The 2025-2026 NMFC reform, in plain English
For decades, NMFC items were tied to commodity descriptions. A pallet of plastic chairs had one item number. A pallet of metal chairs had another. Many of those distinctions are now gone.
Docket 2025-1 (effective July 19, 2025) consolidated about 2,000 commodity listings into density-based items and expanded the density scale from 11 subprovisions to 13. Docket 2026-1 (effective February 6, 2026) canceled more legacy items and tightened how the new system applies.
What that means for you: density is now the first thing carriers look at, not the commodity. If your shipping software still pulls class from a commodity table, you may be quoting against an item number that no longer exists.
Density to freight class reference table
| Class | Density (PCF) | Typical examples |
|---|---|---|
| 50 | 50 and above | Steel rods, bricks, sand |
| 55 | 35 to 50 | Hardwood flooring, cement bags |
| 60 | 30 to 35 | Car accessories, glass |
| 65 | 22.5 to 30 | Books, bottled beverages |
| 70 | 15 to 22.5 | Auto parts, food in cans |
| 77.5 | 13.5 to 15 | Tires, bathroom fixtures |
| 85 | 12 to 13.5 | Crated machinery, cast iron |
| 92.5 | 10.5 to 12 | Computers, monitors |
| 100 | 9 to 10.5 | Boat covers, wine cases |
| 110 | 8 to 9 | Cabinets, framed art |
| 125 | 7 to 8 | Small appliances |
| 150 | 6 to 7 | Auto sheet metal, bookcases |
| 175 | 5 to 6 | Clothing, couches, stuffed furniture |
| 200 | 4 to 5 | Aircraft parts, aluminum tables |
| 250 | 3 to 4 | Bamboo furniture, mattresses |
| 300 | 2 to 3 | Wood cabinets, kayaks |
| 400 | 1 to 2 | Deer antlers, bagged chips |
| 500 | Less than 1 | Ping pong balls, bagged feathers |
NMFC codes vs. freight class
Freight class is the price tier (50 to 500). The NMFC code is the specific item number that maps to that class. Two pallets at the same density can still get different NMFC codes if one is fragile or hazardous.
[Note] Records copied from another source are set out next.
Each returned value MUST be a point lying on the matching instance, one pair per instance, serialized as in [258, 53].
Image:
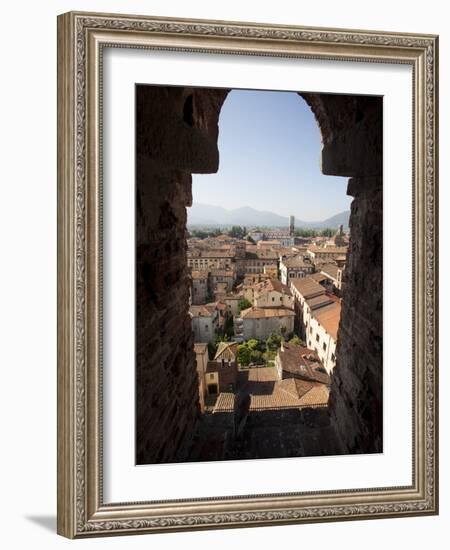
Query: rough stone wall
[356, 402]
[353, 147]
[176, 135]
[177, 130]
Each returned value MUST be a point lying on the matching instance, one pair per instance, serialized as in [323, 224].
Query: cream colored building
[273, 293]
[260, 323]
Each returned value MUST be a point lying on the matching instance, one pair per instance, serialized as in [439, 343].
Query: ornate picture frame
[82, 38]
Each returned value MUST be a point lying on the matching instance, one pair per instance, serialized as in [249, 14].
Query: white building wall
[273, 298]
[263, 328]
[317, 337]
[203, 328]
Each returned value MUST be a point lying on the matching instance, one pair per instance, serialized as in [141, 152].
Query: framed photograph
[247, 289]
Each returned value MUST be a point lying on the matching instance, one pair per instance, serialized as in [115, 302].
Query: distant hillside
[208, 215]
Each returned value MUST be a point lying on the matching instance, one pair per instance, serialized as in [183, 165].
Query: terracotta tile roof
[329, 318]
[261, 374]
[307, 287]
[199, 274]
[318, 277]
[330, 269]
[261, 255]
[319, 301]
[200, 311]
[296, 261]
[286, 394]
[328, 249]
[200, 348]
[224, 403]
[273, 284]
[222, 273]
[266, 312]
[226, 350]
[302, 362]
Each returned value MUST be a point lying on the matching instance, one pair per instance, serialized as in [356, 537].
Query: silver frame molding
[81, 510]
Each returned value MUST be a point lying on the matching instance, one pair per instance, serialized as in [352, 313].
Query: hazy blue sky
[269, 145]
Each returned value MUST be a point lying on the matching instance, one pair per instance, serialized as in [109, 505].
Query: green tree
[243, 304]
[252, 344]
[273, 342]
[296, 341]
[256, 356]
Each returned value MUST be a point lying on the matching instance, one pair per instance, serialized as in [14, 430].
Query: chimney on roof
[291, 225]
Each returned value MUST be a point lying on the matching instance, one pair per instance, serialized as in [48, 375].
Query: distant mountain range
[208, 215]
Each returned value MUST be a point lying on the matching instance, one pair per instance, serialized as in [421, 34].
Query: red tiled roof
[266, 312]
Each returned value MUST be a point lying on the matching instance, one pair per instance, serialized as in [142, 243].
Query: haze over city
[267, 163]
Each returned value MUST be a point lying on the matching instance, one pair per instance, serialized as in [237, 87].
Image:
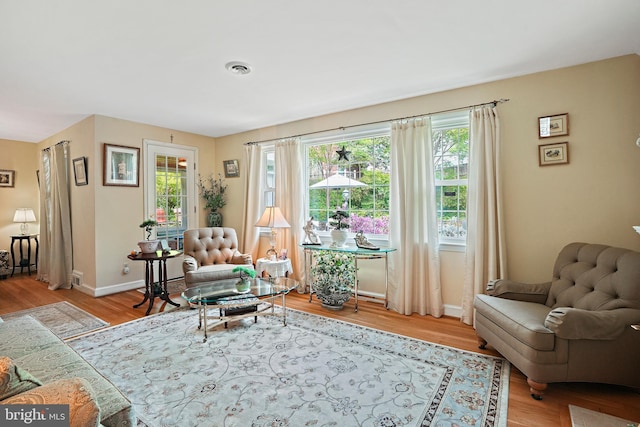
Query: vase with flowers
[212, 191]
[339, 220]
[246, 274]
[149, 245]
[333, 276]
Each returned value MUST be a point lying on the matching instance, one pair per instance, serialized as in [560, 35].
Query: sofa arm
[189, 263]
[239, 258]
[528, 292]
[574, 323]
[75, 392]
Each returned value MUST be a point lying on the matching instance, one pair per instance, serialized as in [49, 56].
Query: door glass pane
[171, 198]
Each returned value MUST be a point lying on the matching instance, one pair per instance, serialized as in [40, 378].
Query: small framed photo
[7, 178]
[557, 125]
[553, 154]
[231, 168]
[80, 171]
[121, 165]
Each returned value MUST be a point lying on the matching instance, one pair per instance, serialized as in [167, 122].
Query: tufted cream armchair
[575, 328]
[211, 254]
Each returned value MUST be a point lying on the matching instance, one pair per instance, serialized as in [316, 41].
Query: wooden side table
[153, 289]
[24, 262]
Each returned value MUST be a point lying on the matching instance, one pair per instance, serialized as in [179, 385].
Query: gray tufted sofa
[211, 254]
[575, 328]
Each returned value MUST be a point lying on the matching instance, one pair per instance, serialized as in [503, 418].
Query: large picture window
[351, 173]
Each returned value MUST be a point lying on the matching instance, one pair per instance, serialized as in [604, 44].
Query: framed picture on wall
[121, 165]
[557, 125]
[80, 170]
[7, 178]
[553, 154]
[231, 169]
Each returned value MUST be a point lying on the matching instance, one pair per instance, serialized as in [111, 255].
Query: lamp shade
[24, 215]
[273, 218]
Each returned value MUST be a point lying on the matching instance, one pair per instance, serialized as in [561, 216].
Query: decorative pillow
[14, 380]
[76, 392]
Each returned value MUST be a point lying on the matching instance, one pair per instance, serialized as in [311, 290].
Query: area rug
[313, 372]
[62, 318]
[174, 286]
[582, 417]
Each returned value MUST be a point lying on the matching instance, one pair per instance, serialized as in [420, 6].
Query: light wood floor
[22, 291]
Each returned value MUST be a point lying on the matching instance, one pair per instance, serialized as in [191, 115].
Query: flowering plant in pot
[333, 274]
[148, 246]
[214, 197]
[246, 273]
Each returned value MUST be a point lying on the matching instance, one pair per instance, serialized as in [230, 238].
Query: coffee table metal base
[239, 310]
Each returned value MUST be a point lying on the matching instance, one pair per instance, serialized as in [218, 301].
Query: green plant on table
[333, 272]
[148, 225]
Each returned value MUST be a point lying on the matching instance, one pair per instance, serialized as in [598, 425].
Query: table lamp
[24, 215]
[272, 218]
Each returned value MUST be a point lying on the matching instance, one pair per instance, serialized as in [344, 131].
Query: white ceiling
[162, 62]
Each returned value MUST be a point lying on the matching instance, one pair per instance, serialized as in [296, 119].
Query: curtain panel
[290, 198]
[485, 257]
[55, 263]
[414, 269]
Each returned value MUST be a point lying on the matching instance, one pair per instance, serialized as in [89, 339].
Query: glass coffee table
[234, 305]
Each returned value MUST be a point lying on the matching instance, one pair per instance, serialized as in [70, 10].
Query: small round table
[153, 289]
[277, 268]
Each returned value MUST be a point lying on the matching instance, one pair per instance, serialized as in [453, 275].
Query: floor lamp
[272, 218]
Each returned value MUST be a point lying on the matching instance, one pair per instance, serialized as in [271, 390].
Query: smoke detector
[240, 68]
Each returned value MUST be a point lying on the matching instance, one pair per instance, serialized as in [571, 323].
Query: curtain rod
[64, 141]
[494, 102]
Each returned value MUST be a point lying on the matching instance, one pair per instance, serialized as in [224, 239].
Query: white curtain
[414, 270]
[485, 253]
[254, 194]
[55, 263]
[290, 198]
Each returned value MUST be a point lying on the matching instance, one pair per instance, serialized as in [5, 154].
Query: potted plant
[333, 275]
[213, 194]
[339, 220]
[244, 284]
[148, 246]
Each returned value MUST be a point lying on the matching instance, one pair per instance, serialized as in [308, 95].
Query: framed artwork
[80, 170]
[553, 154]
[121, 165]
[231, 169]
[7, 178]
[557, 125]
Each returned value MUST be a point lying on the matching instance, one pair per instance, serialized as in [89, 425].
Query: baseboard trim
[112, 289]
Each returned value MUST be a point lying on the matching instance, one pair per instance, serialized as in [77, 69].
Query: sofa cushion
[49, 359]
[520, 319]
[14, 380]
[75, 392]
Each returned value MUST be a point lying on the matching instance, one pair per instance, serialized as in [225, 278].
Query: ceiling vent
[240, 68]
The NMFC code goes on the bill of lading. If you write down the wrong one, the carrier will reweigh and reclassify the load, then send you an updated invoice. Verify the code before pickup. The bill of lading is the document that gets scrutinized at every checkpoint.
Common freight class mistakes that cost money
Measuring only the cartons, not the full pallet footprint and height
Forgetting to include pallet and packaging weight in total weight
Pulling class from outdated commodity tables that no longer match post-2025 NMFC items
Ignoring overhang or oversize, which triggers oversized handling fees
Skipping the hazmat or high-value flag, which voids the rate at audit
Quoting class once and never recalculating when packaging changes
If your freight comes through a port and onto a trailer, drayage rates and accessorial fees stack on top of LTL class. Plan both together. And watch the parcel side too, since parcel surcharges have their own dimensional rules that look similar but follow different math.